掛け軸の種類

掛け軸とは?

掛け軸は、日本へ中国より飛鳥時代に伝来したとされています。掛け軸の目的は、本来仏教を広めるための礼拝用に用いられてきましたが、日本の文化や居住環境に合わせて日々考え方や伝わり方が変化しました。掛け軸には「掛けて拝する」という意味が込められています。現在では室内の装飾として彩りを添えるためにも利用されています。また掛け軸の種類別に用途や目的が異なるため、シーンにあわせて選ばれる事が多くなっています。

仏画(仏事)掛け軸

仏画掛け軸(仏事掛け軸)には、名号や十三仏、観音、三尊仏、達磨、蓮といった掛け軸があります。お仏壇専用のミニ掛け軸も人気となっています。仏画掛け軸は、仏様や菩薩様が描かれており、美術品としての装飾だけでなく仏様をお祭りするという用途も含まれています。仏事掛け軸は、弔事や法要、お彼岸、お盆といった仏事で飾られる掛け軸になりますので用途に合わせて仏画・仏事掛け軸を選ぶことが大切です。

神画(神事)掛け軸

神事に用いる掛け軸で、神様に関する祀りごとや儀式で飾る事が多くあります。幸せや豊作を願う神様である天照皇大神(あまてらすすめおおかみ)の掛け軸を掛ける事が多くあります。他には「七福神」や「六瓢息災(むびょうそくさい)」、「昇り鯉」、「天神」などの神事掛け軸があり、用途や用法により選びます。

年中掛け

季節や行事に関係無く1年中掛けられる掛け軸を年中掛けと言い、普段掛け(普段掛け掛け軸)とも呼びます。四季折々のシーズン別に掛ける季節掛けや節句、弔事、慶事といった時期が定まっており掛け軸をかける期間が決まっているものとは用途が異なります。年中掛けは、一年中掛けて楽しむ事ができますが掛け続ける事で早く傷む原因にもなりますので、最低でも半年に1度は掛け軸を入れ替えてください。

季節掛け

季節掛け用の掛け軸は、日本の四季にあわせて掛け軸を掛けます。掛け軸に描かれている画題が実際に見られるようになる少し前の時期から飾りはじめ、その画題の旬が終わる前にはほかの掛け軸に掛け替えるのが一般的です。

祝儀掛け

祝儀掛け用の掛け軸は、お祝い後の際に掛ける掛け軸です。1年に1度掛け替える干支の掛け軸は1年間家を守ってもらう、幸せを願うといった意味を込めて掛ける事が多い掛け軸です。干支掛け軸と共にお正月に縁起が良いとされる「一冨士二鷹三茄子」、「赤富士」、「昇り鯉」なども人気です。長寿・家庭円満、飛躍といった意味合いを込めた「鶴・亀」を画題とした掛け軸も人気です。また新築や開業といった場でも用いられる掛け軸もあります。

節句掛け

端午の節句や桃の節句に掛け軸を飾ります。端午の節句は、5月5日(子供の日)と定められ男女を問わず災厄から身を守るために行わていた宮廷行事でもありますが男の子の成長を願い、お祝いするというイメージが強くなっているかもしれません。桃の節句は、3月3日(ひなまつり)と定められ女の子の成長をお祝いする日として、お雛様と共に掛け軸をかける風習があるご家庭もあります。

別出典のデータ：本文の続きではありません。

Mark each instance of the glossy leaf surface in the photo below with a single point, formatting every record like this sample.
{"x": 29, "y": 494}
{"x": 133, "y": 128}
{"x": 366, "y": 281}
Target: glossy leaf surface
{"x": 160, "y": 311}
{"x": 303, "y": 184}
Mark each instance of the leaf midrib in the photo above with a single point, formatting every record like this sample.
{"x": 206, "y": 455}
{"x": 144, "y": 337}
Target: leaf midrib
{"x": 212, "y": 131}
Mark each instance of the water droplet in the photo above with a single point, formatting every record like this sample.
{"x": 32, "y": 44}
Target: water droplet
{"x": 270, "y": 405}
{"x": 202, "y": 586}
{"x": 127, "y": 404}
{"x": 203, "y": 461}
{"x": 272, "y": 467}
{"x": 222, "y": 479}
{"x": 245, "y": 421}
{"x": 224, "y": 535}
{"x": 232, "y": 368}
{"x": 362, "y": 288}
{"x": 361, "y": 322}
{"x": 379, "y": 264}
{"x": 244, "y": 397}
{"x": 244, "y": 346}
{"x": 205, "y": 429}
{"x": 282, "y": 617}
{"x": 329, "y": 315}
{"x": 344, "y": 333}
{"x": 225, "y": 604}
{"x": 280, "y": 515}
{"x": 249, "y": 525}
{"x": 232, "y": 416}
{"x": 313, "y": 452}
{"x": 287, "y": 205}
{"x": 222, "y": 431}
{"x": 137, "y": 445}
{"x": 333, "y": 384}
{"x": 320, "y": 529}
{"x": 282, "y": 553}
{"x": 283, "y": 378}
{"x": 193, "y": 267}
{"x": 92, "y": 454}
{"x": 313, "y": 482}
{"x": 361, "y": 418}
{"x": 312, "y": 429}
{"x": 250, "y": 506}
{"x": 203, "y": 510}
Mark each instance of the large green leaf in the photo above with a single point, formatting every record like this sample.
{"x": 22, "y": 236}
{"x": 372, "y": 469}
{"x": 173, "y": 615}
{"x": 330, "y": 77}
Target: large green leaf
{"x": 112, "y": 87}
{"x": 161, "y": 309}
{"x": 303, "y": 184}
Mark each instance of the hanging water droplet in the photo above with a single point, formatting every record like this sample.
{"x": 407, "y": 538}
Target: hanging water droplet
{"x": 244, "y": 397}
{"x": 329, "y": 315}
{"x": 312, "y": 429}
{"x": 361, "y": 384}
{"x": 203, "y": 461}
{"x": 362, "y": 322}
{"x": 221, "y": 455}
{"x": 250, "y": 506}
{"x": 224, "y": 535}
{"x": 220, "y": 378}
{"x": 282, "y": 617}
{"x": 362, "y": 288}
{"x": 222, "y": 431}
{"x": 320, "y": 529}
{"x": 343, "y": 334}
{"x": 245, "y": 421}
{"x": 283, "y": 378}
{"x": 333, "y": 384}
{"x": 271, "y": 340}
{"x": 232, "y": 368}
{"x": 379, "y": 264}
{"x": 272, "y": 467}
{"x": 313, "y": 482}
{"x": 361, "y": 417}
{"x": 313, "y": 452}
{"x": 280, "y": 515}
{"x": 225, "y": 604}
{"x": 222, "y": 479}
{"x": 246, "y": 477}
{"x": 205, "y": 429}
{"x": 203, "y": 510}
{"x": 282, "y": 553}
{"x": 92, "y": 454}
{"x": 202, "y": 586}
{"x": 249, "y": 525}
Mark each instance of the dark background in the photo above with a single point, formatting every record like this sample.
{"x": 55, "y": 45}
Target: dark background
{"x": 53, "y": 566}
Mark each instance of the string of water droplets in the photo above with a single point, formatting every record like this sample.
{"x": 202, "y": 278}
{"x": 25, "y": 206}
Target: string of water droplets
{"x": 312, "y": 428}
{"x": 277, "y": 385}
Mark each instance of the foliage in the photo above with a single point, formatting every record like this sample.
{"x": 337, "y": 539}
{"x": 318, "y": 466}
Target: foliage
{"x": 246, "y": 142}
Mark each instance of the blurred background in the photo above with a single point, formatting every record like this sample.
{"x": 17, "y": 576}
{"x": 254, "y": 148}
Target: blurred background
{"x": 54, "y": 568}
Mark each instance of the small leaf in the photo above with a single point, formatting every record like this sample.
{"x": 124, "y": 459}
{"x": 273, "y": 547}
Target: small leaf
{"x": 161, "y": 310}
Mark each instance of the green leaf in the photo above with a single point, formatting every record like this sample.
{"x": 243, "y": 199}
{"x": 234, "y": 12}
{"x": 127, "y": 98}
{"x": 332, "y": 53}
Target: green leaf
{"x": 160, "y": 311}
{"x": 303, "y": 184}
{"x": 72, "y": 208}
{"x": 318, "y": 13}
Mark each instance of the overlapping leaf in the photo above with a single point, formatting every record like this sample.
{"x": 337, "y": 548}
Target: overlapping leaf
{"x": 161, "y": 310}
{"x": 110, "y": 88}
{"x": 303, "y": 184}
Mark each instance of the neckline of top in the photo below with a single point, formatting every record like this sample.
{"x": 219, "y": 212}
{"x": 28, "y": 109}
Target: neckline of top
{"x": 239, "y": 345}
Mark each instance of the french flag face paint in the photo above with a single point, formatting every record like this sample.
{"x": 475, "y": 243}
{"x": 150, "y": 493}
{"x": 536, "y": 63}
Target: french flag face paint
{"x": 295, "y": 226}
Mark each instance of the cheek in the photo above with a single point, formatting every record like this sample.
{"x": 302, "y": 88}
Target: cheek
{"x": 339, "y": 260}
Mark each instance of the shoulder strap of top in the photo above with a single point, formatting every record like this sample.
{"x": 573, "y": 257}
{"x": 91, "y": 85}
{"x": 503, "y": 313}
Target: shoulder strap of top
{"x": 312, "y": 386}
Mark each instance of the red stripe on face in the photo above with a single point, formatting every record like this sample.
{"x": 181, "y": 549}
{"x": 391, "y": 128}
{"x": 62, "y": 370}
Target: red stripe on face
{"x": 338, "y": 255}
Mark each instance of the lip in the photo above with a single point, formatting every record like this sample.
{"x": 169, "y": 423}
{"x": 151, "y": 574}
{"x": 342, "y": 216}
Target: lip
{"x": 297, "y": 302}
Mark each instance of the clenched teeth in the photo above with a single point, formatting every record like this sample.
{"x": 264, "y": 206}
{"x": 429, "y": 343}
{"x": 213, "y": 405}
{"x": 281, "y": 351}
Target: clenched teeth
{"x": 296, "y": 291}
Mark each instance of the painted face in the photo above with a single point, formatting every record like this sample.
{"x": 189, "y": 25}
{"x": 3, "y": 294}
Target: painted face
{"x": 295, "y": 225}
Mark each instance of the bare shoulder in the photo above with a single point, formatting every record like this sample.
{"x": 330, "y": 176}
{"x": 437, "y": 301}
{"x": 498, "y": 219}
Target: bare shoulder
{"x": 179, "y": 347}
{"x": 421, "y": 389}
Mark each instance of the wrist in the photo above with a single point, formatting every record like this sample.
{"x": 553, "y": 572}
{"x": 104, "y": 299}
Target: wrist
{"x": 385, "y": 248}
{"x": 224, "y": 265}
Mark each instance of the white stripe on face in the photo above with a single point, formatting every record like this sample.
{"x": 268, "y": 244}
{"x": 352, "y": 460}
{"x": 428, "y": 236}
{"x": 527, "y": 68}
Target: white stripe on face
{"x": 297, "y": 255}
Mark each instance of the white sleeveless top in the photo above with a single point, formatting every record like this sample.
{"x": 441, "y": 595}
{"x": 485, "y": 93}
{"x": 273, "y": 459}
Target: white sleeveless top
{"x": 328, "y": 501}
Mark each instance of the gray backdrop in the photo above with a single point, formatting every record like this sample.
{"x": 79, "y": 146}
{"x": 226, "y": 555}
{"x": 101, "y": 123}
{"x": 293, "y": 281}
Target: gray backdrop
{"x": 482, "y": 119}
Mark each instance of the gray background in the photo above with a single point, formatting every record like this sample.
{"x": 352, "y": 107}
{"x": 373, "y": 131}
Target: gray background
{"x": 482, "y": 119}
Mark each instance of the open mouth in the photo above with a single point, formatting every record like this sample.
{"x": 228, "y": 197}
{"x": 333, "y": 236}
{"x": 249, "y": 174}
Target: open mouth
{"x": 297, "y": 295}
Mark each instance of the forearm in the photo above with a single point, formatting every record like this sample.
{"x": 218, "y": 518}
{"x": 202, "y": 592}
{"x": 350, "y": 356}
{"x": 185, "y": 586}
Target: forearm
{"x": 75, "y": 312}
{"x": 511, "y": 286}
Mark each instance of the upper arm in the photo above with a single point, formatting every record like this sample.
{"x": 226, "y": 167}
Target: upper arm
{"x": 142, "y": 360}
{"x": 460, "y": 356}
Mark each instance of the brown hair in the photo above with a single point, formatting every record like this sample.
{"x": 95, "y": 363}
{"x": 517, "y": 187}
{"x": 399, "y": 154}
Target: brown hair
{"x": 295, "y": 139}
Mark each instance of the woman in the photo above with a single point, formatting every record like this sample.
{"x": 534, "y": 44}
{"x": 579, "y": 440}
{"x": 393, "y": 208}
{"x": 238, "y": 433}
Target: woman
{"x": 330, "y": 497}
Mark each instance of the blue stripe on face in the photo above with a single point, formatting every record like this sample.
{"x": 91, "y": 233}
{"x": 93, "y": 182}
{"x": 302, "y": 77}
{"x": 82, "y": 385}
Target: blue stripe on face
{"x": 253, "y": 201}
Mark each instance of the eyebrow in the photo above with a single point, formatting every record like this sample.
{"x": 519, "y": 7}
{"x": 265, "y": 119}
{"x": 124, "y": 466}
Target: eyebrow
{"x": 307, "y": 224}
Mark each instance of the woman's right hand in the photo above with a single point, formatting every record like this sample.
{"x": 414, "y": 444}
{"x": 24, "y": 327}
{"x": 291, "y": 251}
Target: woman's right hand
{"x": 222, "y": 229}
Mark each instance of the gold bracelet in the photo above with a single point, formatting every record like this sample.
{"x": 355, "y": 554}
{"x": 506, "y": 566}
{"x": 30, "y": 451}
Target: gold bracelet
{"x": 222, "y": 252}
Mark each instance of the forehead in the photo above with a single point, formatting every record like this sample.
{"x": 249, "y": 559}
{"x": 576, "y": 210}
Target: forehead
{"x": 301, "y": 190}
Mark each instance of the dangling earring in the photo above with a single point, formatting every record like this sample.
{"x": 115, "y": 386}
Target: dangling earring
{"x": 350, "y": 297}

端午の節句は別名「菖蒲の節句」とも呼ばれ、5月は田植えを行う月でもあり、田植えは若い女性が行う神聖な行事・仕事とされていた事から田植え前日より菖蒲の葉を屋根に使った小屋(家屋)に女性がこもり、菖蒲酒を飲むことで穢れを祓い、田植え仕事に備えるという目的としても行われていたようです。子供の日や雛祭の画題だけではなく、最近では子供の名前を刺繍した掛け軸も人気となっています。

茶掛け掛け軸

茶掛け用の掛け軸は主に茶室に飾る掛け軸です。茶室の床の間には原則として「墨蹟(ぼくせき)」を掛けることが決まりとなっており、主に禅僧・ご住職が書き残した筆跡を指します。「茶道の心」と「禅の心」を理科愛するための拠り所とする意味が込められており、茶席にお客様をもてなす際、どのような意図をもってもてなすかを茶掛け掛け軸の言葉で表現するという意図もあり、実は茶席での茶掛け掛け軸は重要な意味合いがあるのです。茶室の床の間では茶掛け掛け軸が必須となりますが、待合の席(待合室)では、掛け軸の画題は決まっていないため季節掛けや年中掛けなど掛け軸の種類は問いません。